On 2/10/07, Marshall Schor <[EMAIL PROTECTED]> wrote:
Yes, good catch! If there are multiple threads trying to dequeue, they
all wait, and
they all are notified, and wake up, but only the first one gets the
element. The rest
will return null without having waited the full time of their timeout,
perhaps.
Another problem: the notifyAll wakes up all the threads before the
timeout. So,
the next time around in the "while" loop, the timeout value needs to be
adjusted to
compensate for the time already elapsed.
This kind of code occurs in other places, too. Maybe it could be
refactored so
that fixes in one spot would fix all uses.

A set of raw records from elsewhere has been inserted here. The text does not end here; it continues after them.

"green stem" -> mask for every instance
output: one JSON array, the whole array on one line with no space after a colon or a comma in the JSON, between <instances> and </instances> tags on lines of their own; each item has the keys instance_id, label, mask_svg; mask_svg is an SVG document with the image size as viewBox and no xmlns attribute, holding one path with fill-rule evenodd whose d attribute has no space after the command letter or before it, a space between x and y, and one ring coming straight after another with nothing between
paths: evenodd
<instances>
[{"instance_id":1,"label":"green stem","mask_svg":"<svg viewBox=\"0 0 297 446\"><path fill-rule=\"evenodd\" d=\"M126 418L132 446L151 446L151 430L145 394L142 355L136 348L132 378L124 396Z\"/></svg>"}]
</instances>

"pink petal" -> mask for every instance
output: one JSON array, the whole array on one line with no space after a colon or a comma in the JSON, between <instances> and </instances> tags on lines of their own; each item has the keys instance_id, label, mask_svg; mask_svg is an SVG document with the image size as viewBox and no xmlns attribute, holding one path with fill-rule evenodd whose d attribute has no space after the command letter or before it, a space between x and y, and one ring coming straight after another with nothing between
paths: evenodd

Another problem I see: the enqueue lets things get added beyond the max
size of the
queue, in several cases (e.g. if enqueuing an EOF token, or if the cpm
is marked not-running).
Once that happens, the enqueue test for queue full fails, and the queue
can grow without bounds. Maybe this never occurs currently, but it's a
risky design.
Maybe it could occur if the CPM is paused? (Not sure about the
semantics of
"not-running")?
I think in fact there is no need for a bounded-size work queue, since
we have a limited CAS pool size. IIRC the queue sizes used to be
settable in the CPE descriptor but no longer are; now they are all set
to the CAS pool size. Thus we never hit the condition where a thread
is trying to add something to a queue and the queue is full.

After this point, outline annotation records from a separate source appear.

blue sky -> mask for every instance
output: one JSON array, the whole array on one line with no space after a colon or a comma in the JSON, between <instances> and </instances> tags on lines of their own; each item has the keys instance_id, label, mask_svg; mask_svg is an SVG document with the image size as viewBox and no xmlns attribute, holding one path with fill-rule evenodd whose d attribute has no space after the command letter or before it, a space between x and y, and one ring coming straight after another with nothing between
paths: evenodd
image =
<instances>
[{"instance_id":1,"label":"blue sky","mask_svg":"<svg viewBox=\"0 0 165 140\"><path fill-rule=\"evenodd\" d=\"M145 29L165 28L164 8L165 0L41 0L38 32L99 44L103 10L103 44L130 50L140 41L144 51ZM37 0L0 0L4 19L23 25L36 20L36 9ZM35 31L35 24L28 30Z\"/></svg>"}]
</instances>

However, we may hit the case where multiple threads are trying to
dequeue something but the queue is empty. That seems like it would
happen if the CAS Consumers are slow, so that the queue feeding
the Analysis Engine pipelines would be empty and all of the pipelines
would be trying to dequeue from it simultaneously. So it seems like
the dequeue() returning null issue could arise in pratice, unless
there are further checks for null by the caller, which I did not look
for. My guess is those checks are there, that's the only explanation
I can think of for why this didn't result in a serious bug.
-Adam